Lloyd also scored the winning goal in the gold medal match against Brazil in Beijing four years ago.

On Thursday she found the net in the eighth and 54th minutes, making it four goals in the tournament for the midfielder who lost her long-held starting job weeks before the Olympics. She got back on the field when Shannon Boxx injured her hamstring in the opener against France and started every game since.

"I think I just come up big in big moments. That's what I've trained for," Lloyd said. "I worked my butt off day-in and day-out. I don't think there's anybody that works harder than I do. I was on a mission this Olympics to prove everybody wrong, and that's what I did. To show everybody that I belong on the field."

Yuki Ogimi answered in the 63rd minute, and Mana Iwabuchi nearly had the equalizer in the 83rd -- stripping the ball from captain Christie Rampone and swooping in alone against Solo -- only to be thwarted when the goalie flung her entire body to the left to push the shot away.

"I knew I had to make the save," Solo said. "That was pretty much my only thought. I had to make that save."

Throughout the game, Japan perhaps played just as beautifully as the Americans, using speed and discipline to dominate possession and scoring chances for long stretches. The Japanese were unfortunate not to have a penalty kick awarded in the first half for a clear hand ball by U.S. midfielder Tobin Heath, who stuck out her left arm to stop a free kick inside the area.

The Americans knew they'd gotten away with something.

"The one on Tobin?" Rapinoe said, smiling. "Thank God I'm not a referee."

Asked about the play, Japan coach Sasaki responded with a wry grin and said he wondered what the referee was thinking at the time. He diplomatically added that he respected the call.

Japan also had two shots hit the crossbar, one off the left hand of a leaping Solo, who was kept constantly busy for the first time this tournament. The closest the U.S. came to doubling the lead in the first 45 minutes came when Azusa Iwashimizu attempted to clear a routine ball played in front of the net -- and headed it off the post.

Lloyd's first goal began with a run by Heath down the left side. She fed Alex Morgan, who settled the ball near the goal line, spun and chipped it toward Wambach. Wambach raised her left foot for the shot, but Lloyd charged in and got to it first, her strong running header beating goalkeeper Miho Fukumoto from 6 yards out.

Lloyd extended the lead with a 20-yard right-footer just inside the left post after a run from midfield through the heart of the Japanese defense.

Ogimi soon cut the deficit to one after a mad scramble in front of the net. Rampone saved a shot off the line, but the ball went to Homare Sawa, who fed Ogimi for the tap-in.

Another scramble followed after U.S. defender Amy LePeilbet saved yet another shot off the line in the 74th minute, but this time her teammates were able to corral the ball before a Japanese player could pounce on it.

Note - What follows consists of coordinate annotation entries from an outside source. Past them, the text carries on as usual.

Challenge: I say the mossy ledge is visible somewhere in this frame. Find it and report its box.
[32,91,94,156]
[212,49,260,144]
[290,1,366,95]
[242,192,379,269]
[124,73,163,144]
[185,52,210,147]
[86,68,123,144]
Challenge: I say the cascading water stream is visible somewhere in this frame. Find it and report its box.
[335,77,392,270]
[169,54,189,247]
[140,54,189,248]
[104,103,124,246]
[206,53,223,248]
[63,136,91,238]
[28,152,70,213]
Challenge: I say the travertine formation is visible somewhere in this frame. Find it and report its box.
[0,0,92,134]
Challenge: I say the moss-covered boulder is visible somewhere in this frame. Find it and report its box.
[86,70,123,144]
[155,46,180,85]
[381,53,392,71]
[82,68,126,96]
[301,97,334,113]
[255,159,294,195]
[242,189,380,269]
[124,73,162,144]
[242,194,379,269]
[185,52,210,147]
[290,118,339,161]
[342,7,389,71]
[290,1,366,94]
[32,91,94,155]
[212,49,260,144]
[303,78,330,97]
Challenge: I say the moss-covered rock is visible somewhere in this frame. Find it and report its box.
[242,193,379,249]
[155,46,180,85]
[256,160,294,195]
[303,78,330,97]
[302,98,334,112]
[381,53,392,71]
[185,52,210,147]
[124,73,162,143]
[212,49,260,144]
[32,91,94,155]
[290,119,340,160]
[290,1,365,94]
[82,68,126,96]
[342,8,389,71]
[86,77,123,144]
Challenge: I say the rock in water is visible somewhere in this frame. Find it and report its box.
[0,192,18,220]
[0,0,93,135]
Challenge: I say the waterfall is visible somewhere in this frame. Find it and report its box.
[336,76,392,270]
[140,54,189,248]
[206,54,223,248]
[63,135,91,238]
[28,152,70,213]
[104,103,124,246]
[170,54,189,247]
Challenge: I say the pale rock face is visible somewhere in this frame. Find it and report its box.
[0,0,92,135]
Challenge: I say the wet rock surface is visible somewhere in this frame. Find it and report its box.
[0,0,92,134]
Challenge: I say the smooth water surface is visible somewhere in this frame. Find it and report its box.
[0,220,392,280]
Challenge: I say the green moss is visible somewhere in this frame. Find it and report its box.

Boxx was back in the starting lineup after the missing four games with the hamstring injury. Lauren Cheney, who injured an ankle in the semifinals, began the game on the bench for the first time this tournament.

Canada won the bronze earlier Thursday, beating France 1-0 at Coventry.

The previous record crowd for a women's soccer game at the Olympics was 76,481 at the Atlanta Olympics. That game was played at Athens, Ga., which isn't quite Wembley.

"I reminded myself that I was at Wembley, and it is a final, and the players got the gold," the Swedish-born Sundhage said. "It's happiness. It's hard to explain in English. It's hard to explain in Swedish, anyway. Just the fact that you're standing in the middle of something huge."

Information from The Associated Press was used in this report.